Any plan organised and centralised in Washington is doomed to failure due to our intense resentment against the errors and extravagance and inefficiency of Government bureaus.

In our country we are asked to fill in a large number of forms, a large number of questionnaires. The business and commercial concerns find that they have to waste hours in trying to fill in questionaires and in trying to get permits for necessary goods. Here I want to plead for the small town again. My whole plea today has been on behalf of the small man and the small town. But after all, it is the small people who build up the nation. The country is made up of a large number of small units, and it is these small towns and these small people whom we have to look after. If a business concern happens to be situated in Johannesburg, or Pretoria, the business people can go along and see the controllers, and very often when these permits are refused the first time, they are able to get them by seeing the controllers personally.
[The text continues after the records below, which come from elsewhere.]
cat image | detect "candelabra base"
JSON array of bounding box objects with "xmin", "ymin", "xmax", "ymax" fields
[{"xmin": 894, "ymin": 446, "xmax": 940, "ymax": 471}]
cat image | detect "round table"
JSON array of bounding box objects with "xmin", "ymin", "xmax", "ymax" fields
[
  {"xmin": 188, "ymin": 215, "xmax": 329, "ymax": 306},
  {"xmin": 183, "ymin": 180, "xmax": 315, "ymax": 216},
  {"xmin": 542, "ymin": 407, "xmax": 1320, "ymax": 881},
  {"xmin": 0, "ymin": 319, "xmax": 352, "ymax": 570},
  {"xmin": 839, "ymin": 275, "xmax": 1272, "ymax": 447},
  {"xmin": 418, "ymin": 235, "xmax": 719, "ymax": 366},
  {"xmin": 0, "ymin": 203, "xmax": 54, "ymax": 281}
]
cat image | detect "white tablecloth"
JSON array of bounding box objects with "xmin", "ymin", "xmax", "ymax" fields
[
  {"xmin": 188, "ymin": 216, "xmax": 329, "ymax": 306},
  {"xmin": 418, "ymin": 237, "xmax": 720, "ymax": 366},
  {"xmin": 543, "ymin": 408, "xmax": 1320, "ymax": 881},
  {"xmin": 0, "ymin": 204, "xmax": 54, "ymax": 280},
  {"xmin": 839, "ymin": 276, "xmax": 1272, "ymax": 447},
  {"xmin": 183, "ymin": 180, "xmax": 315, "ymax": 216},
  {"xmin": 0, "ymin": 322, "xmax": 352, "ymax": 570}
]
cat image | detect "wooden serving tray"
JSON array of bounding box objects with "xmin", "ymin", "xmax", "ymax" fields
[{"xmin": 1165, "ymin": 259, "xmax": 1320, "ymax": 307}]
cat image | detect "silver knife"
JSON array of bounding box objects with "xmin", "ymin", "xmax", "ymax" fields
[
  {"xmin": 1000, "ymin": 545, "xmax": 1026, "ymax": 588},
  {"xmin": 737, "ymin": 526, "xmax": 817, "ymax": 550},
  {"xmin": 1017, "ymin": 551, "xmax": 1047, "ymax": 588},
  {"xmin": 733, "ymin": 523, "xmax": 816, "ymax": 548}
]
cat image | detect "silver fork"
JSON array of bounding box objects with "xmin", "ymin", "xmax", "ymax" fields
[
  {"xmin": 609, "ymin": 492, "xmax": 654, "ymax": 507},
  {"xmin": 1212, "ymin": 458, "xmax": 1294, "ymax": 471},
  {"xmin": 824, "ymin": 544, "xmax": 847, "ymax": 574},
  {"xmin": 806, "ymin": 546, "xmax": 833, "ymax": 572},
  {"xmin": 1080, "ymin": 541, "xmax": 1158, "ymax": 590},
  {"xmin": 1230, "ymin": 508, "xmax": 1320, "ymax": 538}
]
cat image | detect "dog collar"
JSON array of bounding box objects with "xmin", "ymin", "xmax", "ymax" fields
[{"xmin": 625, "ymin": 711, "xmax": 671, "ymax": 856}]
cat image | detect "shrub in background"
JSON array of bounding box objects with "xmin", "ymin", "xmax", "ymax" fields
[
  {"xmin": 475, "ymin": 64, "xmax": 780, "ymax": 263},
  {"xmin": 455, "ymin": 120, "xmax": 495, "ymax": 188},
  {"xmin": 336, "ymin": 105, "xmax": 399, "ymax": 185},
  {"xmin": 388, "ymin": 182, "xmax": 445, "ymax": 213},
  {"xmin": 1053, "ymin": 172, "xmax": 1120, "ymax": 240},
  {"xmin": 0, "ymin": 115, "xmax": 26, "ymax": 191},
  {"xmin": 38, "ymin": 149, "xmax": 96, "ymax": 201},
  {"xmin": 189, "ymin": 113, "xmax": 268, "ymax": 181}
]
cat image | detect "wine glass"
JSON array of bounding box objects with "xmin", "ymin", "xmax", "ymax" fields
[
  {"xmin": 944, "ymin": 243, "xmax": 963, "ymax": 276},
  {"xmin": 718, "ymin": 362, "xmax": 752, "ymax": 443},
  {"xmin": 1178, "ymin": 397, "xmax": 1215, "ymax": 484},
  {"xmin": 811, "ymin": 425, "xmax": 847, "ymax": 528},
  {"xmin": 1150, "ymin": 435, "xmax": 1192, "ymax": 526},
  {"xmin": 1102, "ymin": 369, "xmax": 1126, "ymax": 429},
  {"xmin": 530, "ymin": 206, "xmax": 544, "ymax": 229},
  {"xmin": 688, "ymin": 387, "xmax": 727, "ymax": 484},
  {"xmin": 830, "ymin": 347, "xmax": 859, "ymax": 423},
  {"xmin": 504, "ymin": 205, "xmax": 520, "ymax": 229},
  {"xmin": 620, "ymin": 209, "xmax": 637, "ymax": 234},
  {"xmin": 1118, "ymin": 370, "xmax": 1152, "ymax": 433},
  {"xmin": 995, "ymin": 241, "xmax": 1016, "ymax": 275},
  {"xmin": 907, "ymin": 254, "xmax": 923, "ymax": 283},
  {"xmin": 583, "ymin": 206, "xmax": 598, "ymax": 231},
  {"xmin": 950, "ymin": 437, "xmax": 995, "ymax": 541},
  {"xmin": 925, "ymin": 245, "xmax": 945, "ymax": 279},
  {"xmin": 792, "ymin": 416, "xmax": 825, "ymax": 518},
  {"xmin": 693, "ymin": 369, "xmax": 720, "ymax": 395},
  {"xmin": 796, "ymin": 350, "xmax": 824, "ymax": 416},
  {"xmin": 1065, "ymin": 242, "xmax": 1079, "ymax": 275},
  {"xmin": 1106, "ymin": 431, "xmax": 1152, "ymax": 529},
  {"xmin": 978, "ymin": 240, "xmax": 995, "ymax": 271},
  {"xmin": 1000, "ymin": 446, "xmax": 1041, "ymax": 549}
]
But in a little country place miles away, the businessman cannot go and see the controllers. There are many small concerns which before the war used to import articles and sell those articles in their little towns at a reasonable profit. Owing to the present system which we have adopted, they are now told that the quantity they imported before the war was too small, so they cannot now get permission to import on their own. These small people are told that under certain conditions they can combine with other small importers and possibly thus get permission to import or are advised to hand over their quotas to a big importer. In other words, the small town man would then have to pay an extra price to the big man for no necessary service rendered, and it would mean that all the people in the small towns would have to pay bigger prices for those commodities than they would have paid if these goods could have been imported direct. I do not believe that we should discourage the principle of paying for services rendered, but I do not believe that we should by regulation force people theoretically to accept services which they do not need and which are of no use. That is the way to push up the cost of living. I want to point out one small thing to the hon. member for Krugersdorp (Mr. Van den Berg). In reply to the hon. member for Drakensberg (Mr. Abrahamson) he stated the other day that the dairy farmers must be doing remarkably well because otherwise they would grab all the subsidies they could get with both hands. May I just give the hon. member these few figures.

At 6.40 p.m. the business under considerar tion was interrupted by Mr. Speaker in accordance with the Sessional Order adopted on the 25th January, 1945, and Standing Order No. 26 (1), and the debate was adjourned; to be resumed on 19th February.

Mr. SPEAKER adjourned the House at 6.41 p.m.